-------------------------------
Late Latin Charter Treebank 2
-------------------------------

Version 1.2 of the Late Latin Charter Treebank 2 (LLCT2) contains a
number of minor corrections, and replaces the version 1.0 published at
Zenodo in 2019. The collection includes Early Medieval Latin
documentary texts from Italy between AD 774--897 with morphological
and syntactic annotation, in a Latin Dependency Treebank (LDT)
compatible linguistic annotation, and a CoNLL treebank format.
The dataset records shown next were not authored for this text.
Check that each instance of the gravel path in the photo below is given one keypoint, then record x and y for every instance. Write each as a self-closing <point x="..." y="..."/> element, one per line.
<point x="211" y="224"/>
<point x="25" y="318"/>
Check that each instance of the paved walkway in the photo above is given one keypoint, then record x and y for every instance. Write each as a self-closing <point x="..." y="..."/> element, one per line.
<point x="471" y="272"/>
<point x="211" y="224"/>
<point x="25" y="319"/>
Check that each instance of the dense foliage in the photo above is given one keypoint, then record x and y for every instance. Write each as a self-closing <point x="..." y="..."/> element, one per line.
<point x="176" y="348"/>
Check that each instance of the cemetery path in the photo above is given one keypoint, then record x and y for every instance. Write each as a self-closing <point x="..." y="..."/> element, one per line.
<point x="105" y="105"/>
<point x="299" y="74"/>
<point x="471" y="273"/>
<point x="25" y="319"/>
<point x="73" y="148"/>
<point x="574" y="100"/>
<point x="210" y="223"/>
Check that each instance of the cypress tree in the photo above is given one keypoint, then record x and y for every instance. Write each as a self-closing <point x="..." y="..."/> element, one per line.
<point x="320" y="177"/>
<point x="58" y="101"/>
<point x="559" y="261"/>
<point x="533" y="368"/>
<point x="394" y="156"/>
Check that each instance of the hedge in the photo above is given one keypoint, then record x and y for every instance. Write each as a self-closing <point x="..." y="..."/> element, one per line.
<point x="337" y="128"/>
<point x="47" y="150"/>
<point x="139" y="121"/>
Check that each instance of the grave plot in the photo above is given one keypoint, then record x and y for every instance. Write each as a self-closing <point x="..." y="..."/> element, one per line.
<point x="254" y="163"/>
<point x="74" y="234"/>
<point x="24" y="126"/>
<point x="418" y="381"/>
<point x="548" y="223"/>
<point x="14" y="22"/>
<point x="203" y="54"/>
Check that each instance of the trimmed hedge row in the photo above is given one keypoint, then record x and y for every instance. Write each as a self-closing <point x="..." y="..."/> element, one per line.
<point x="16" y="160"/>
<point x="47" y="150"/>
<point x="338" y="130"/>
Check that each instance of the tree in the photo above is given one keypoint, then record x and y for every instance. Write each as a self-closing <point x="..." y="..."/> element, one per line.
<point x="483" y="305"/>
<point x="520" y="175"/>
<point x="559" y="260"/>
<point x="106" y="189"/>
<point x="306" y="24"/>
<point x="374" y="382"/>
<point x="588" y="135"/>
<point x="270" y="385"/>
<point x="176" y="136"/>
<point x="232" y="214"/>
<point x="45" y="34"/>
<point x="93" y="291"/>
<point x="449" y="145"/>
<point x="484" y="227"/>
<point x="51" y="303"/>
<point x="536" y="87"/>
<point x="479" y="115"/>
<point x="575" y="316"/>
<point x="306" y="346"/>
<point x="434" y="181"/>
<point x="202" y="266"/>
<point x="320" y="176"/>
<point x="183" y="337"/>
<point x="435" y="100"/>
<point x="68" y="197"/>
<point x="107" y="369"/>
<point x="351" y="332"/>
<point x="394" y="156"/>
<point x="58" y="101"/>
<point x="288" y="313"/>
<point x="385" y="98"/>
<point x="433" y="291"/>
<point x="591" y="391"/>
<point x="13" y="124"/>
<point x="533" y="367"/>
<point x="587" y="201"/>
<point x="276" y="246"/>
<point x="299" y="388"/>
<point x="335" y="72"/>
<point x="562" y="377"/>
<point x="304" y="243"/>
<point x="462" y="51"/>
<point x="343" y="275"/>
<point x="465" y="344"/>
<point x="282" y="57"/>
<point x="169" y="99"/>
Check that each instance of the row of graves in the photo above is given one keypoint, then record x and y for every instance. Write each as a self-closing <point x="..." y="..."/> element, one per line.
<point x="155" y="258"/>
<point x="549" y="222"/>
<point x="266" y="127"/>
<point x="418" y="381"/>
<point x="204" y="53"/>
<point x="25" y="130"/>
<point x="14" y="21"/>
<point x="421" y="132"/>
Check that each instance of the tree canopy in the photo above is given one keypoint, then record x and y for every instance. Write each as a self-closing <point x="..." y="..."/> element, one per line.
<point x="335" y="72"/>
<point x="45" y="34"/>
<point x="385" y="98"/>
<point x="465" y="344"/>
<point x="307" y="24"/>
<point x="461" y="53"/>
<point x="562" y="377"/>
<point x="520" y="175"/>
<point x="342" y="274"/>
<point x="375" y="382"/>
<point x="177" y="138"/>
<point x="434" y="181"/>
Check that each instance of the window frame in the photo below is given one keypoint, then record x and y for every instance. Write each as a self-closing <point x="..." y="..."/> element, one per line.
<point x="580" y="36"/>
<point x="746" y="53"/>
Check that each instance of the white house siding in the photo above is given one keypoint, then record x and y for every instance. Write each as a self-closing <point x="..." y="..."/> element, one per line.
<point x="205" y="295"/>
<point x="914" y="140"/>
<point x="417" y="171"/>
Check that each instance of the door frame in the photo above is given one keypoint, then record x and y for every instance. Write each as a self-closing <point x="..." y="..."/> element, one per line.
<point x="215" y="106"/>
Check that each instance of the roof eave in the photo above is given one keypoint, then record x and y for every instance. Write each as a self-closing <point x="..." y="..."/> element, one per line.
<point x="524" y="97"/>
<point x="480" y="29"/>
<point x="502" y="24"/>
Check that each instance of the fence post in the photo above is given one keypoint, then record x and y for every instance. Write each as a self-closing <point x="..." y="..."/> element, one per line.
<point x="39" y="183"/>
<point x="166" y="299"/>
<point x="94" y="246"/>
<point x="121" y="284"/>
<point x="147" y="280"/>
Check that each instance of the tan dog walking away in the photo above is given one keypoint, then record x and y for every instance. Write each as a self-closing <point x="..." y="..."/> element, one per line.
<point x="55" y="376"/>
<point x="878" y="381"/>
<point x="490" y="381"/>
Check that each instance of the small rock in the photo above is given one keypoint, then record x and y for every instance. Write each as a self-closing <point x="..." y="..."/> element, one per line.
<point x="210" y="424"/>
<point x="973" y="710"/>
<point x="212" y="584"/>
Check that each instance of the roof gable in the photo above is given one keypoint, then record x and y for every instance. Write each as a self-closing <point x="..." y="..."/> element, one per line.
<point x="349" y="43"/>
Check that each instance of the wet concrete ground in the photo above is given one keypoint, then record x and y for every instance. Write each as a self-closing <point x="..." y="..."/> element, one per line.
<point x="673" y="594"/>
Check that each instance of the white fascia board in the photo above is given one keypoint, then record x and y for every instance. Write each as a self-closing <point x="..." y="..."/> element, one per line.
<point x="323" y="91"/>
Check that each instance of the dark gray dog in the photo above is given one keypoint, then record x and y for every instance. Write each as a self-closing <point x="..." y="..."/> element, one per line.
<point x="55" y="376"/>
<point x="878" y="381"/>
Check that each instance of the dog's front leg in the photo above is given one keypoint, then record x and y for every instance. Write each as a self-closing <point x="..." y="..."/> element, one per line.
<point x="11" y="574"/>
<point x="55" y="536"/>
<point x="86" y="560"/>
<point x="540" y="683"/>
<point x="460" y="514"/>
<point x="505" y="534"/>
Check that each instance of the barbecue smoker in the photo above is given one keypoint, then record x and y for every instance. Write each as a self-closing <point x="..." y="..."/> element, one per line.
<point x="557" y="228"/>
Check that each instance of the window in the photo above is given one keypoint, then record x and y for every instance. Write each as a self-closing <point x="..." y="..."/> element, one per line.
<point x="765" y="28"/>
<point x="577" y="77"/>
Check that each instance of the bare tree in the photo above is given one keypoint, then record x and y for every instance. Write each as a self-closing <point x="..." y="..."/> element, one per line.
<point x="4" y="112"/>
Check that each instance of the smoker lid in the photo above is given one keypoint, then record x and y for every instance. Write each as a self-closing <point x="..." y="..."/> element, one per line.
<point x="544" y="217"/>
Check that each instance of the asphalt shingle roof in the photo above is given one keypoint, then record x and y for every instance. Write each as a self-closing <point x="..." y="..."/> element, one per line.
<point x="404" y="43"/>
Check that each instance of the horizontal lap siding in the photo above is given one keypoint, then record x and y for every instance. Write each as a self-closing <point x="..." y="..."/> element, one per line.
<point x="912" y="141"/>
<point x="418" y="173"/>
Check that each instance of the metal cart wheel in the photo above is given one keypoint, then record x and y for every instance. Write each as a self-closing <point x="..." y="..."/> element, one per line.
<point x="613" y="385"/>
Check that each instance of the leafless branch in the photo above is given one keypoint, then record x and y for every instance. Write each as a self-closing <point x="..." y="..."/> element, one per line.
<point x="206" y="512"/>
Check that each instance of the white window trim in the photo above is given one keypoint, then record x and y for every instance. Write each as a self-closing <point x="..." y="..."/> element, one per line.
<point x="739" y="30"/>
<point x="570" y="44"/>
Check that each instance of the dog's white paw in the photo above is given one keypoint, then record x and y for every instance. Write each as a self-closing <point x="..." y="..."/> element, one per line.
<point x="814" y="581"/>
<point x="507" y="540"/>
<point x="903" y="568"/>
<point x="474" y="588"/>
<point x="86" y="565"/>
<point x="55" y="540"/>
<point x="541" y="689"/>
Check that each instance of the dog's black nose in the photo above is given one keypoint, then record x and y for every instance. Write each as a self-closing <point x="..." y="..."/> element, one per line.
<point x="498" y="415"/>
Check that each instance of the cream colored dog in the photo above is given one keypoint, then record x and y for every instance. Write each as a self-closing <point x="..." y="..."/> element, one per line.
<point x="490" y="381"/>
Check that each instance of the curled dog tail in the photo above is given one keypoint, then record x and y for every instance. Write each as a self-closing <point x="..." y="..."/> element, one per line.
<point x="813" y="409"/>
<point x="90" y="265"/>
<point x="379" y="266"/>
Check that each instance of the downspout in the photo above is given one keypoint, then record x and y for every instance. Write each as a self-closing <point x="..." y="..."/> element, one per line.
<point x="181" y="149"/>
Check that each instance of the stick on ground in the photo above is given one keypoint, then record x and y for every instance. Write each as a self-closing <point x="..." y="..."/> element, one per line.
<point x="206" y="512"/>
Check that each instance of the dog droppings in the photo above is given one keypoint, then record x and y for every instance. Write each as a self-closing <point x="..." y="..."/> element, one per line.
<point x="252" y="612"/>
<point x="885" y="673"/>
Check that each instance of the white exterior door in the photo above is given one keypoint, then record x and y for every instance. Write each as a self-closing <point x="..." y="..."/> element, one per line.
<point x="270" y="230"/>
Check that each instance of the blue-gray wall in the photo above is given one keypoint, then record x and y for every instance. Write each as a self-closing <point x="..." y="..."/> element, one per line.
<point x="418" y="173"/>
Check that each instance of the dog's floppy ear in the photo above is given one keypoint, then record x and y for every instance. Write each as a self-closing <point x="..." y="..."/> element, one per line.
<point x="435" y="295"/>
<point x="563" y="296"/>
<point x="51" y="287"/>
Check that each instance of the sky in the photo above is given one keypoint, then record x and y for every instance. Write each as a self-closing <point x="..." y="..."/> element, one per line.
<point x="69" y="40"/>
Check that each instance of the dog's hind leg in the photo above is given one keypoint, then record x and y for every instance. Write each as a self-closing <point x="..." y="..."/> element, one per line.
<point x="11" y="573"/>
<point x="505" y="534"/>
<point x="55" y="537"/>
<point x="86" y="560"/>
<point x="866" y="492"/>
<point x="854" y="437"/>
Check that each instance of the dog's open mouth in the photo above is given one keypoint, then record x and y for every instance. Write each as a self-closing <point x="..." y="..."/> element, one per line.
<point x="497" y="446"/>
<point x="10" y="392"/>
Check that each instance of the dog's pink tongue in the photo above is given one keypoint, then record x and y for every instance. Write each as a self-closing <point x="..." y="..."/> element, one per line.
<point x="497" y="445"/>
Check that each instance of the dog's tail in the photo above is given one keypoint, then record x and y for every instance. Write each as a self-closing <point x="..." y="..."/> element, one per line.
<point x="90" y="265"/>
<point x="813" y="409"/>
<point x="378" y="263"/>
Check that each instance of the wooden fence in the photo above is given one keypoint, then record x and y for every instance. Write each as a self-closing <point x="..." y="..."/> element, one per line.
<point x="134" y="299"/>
For a detailed description of the Late Latin Charter Treebanks, see
the pre-print of the paper 'Late Latin Charter Treebank: contents and
annotation', to be published in Corpora, 16:2 (2021), at the
institutional repository of the University of Helsinki. See also
Korkiakangas, T. and Lassila, M. (2013), Abbreviations, fragmentary
words, formulaic language: treebanking medieval charter material, in
Mambrini, F., Passarotti, M. and Sporleder, C., Proceedings of the
third workshop on annotation of corpora for research in the
humanities, pp. 61--72, and Korkiakangas, T. and Passarotti,
M. (2011), Challenges in Annotating Medieval Latin Charters, in
«Journal of Language Technology and Computational Linguistics», 26,
pp. 103--114. 


	Cited from https://zenodo.org/record/3633614#.X0PUCJMzbDJ
	August 24, 2020


HistCorp inclusion date
------------------------
August 24, 2020


Website
--------
https://zenodo.org/record/3633614#.X0PUCJMzbDJ


Licence
--------
Creative Commons Attribution 4.0 International
(https://creativecommons.org/licenses/by/4.0/legalcode)


The HistCorp files
-------------------
On the HistCorp page, the Latin texts from the Late Latin Charter
Treebank 2 are provided in a plain text format ('txt'), a tokenised
format ('tok'), and a CoNLL format with linguistic annotation
('anno'). 

The plain text file was created from the original CoNLL file, by
extracting the words and sentences from the CoNLL structure, adding
one sentence on each line in the resulting plain text file, and also
adding the metadata from the CoNLL file in a TEI-compatible format at
the top of each file. In addition, the number of tokens has been
calculated based on the tokenised version of the file.

Similarly, the tokenised file was created from the original CoNLL
files, by extracting the words, one on each line, with sentence
boundaries marked by an empty line.

The linguistically annotated file is the same as the original CoNLL
file, except that metadata has been added at the top of the file.


Size: 257,918 tokens.